Bu konuyla ilgili bir başka anımız da şöyledir: Rahmetli Sabri Baykurt ağabeyimiz askerliğini Bartın’da yapmıştı. Orada öğrendiği “Bartın Yolu Düzdedir” türküsünü bizlere öğretti, bizler de çalıp söyledik. Ağın’da askerlik görevini ifa eden jandarmalar düğünlere gelir, kendi yörelerinden türküler söylerler; bizler de çalar, onları oynatırdık. “Oy Gumrihğa Gumrihğa, Tahir Allah Gumrihğa”,”Ah Vele Yumma”,”Tombulum” gibi havalardan, yöremizde unutulmayıp yaşatılan “Tombulum” oyun havası da bunlardandır.

Halkbilimde özellikle oyun ve türkülerin adlandırılmasını ben şöyle görüyorum: Büyük yerleşim yerleri göl; küçük yerleşim yerleri de çay, dere, pahar gibi su kaynaklarıdır. Halk türküsü ve oyunlar bu kaynakların çıktığı kırsal kesimlerde oluşur. Büyük yerleşim yerleri kalabalık ve sanayi üretimi yapılan yerler olduğundan, türkü ve oyun yaratımına katkıları azdır. Kırsal kesimden buralara gelen ve bu değerlerin birikiminden oluşan göle bakan birileri, suyun bu kesimi falan çayın, şurası filan derenin, aha bura da şu paharın diye bir ayırım yapabilir mi? Bu adlandırma, hem bu birikim, hem de yönetimsel bağlılık nedeniyle küçük yerleşim yerlerinin tanınmamasından ötürüdür. Bir kez de sahiplenildikten sonra, bir oyun ve türkünün asıl yerine dönmesi olanaksızdır.

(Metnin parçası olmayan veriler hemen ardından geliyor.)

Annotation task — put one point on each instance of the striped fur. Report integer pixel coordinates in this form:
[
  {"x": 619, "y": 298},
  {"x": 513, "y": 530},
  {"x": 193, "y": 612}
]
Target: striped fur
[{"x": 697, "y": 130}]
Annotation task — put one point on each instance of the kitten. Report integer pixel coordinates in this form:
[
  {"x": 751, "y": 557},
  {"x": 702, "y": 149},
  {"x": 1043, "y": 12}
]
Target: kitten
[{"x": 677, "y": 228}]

Elazığ’ın en meşhur oyunu olan “Çayda Çıra” için de Diyarbakırlılar şöyle söylerler: Bizim de tanık olduğumuz gibi, Diyarbakır’da Dicle nehrine “Çay” derler. Karpuzculuğu ile tanınmış Diyarbakır’da, eğlenenler, çay kıyısındaki karpuz tarlalarında su üzerine kazıklar çakarak oturma yeri yaparlarmış. İçini boşaltıp yedikleri karpuz kabuklarının içine kül doldurur, gaz dökerek yakar, sonra da bunu çay suyuna bırakırlarmış. Yukarıdan beri suya bırakılıp yanan bu şeylere “çıra” der; şehrin önündeki durgun yerde toplanan bu çıralara bakarak da “Çayda Çıra Yaniyi” diye söyleyip oynarlarmış.

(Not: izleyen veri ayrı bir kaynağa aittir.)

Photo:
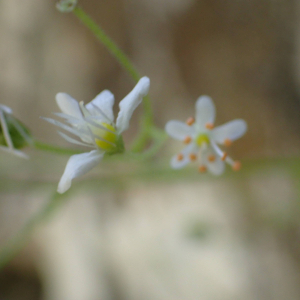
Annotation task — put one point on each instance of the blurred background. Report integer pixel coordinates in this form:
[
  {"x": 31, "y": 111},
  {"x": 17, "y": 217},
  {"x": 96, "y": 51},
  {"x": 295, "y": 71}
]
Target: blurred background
[{"x": 157, "y": 237}]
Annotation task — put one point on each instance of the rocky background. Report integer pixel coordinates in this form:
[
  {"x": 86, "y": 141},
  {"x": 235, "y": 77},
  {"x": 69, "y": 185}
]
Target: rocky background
[{"x": 236, "y": 237}]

Akçadağ Köy Enstitüsü’nde okuyan arkadaşlarımız, 1942 yılında, Van dolaylarındaki arkadaşlardan öğrendikleri “Keçiğe” adlı oyun havasını yöremizde de oynamaya başladılar. Kürtçe “kız” anlamına gelen bu türkülü oyun havası, “Hara valla keçiğe” diye Kürtçe sözlerle oynanırdı. İşte bu göllere tapulanmamak için, yöremizden derlediğimiz ve Eğin, Elazığ, Arapgir göllerine ulaşmamış oyun ve türkülerimizi yayınlamadan, kimsenin ellerine geçmemesine özellikle özen gösterdik. Bu konuda bir atasözümüzün kullanıldığını belirtelim: “Erken kalkan yol alır, er evlenen döl alır” denir ve bu konuyla geniş ilgisi vardır. Elazığ, yöremizde “erken kalkmış ve er evlenmiştir.

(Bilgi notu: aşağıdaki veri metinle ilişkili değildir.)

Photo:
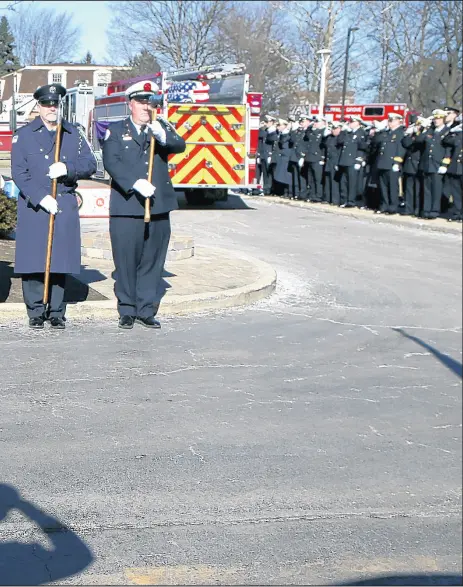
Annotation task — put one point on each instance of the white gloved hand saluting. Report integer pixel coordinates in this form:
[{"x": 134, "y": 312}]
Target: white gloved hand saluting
[
  {"x": 57, "y": 170},
  {"x": 144, "y": 187},
  {"x": 158, "y": 131},
  {"x": 49, "y": 204}
]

“Yöremiz çalgıları konusuna gelince; tüm Anadolu’da olduğu gibi, yöremizde de çalgı, davul zurna imiş. Tanzimatla mehterin yerini bando alınca, zurnanın yerini de klarnet almış. Müslümanların müzikle uğraşmasının günah sayıldığı dönemlerde, müzik yapanlar Ermenilermiş. Vahşenli Cancik Dayı, 1890-1905 yıllarında Vahşen’de (Şenpınar) Armen ve Arakel adlarında iki kardeşten birinin klarnet, diğerinin de keman çaldığını, kendisinin de bunlarla düğüne gittiğini söylerdi. 1880’li yıllarda Amerika’dan yöremize bulgur çekme ve harman makinelerini getiren Ermeniler, bu iki Avrupa sazını da yöremize ilk getiren hemşerilerimizdir.

Bu dönemde İnli Kuas adında bir Ermeni zurna çalar, çok büyük bir davulla düğünlere gelirmiş. Bu büyük davul yörede öyle ün yapmış ki, büyük bir şeyi anlatmak için”İnli’in davulu gibi” diye bir benzeti deyimi günümüze dek gelmiştir. Cancik Dayı Ermenilerin kendi düğünlerinde de bizim oyunlarımızı çalıp oynadıklarını söylerdi.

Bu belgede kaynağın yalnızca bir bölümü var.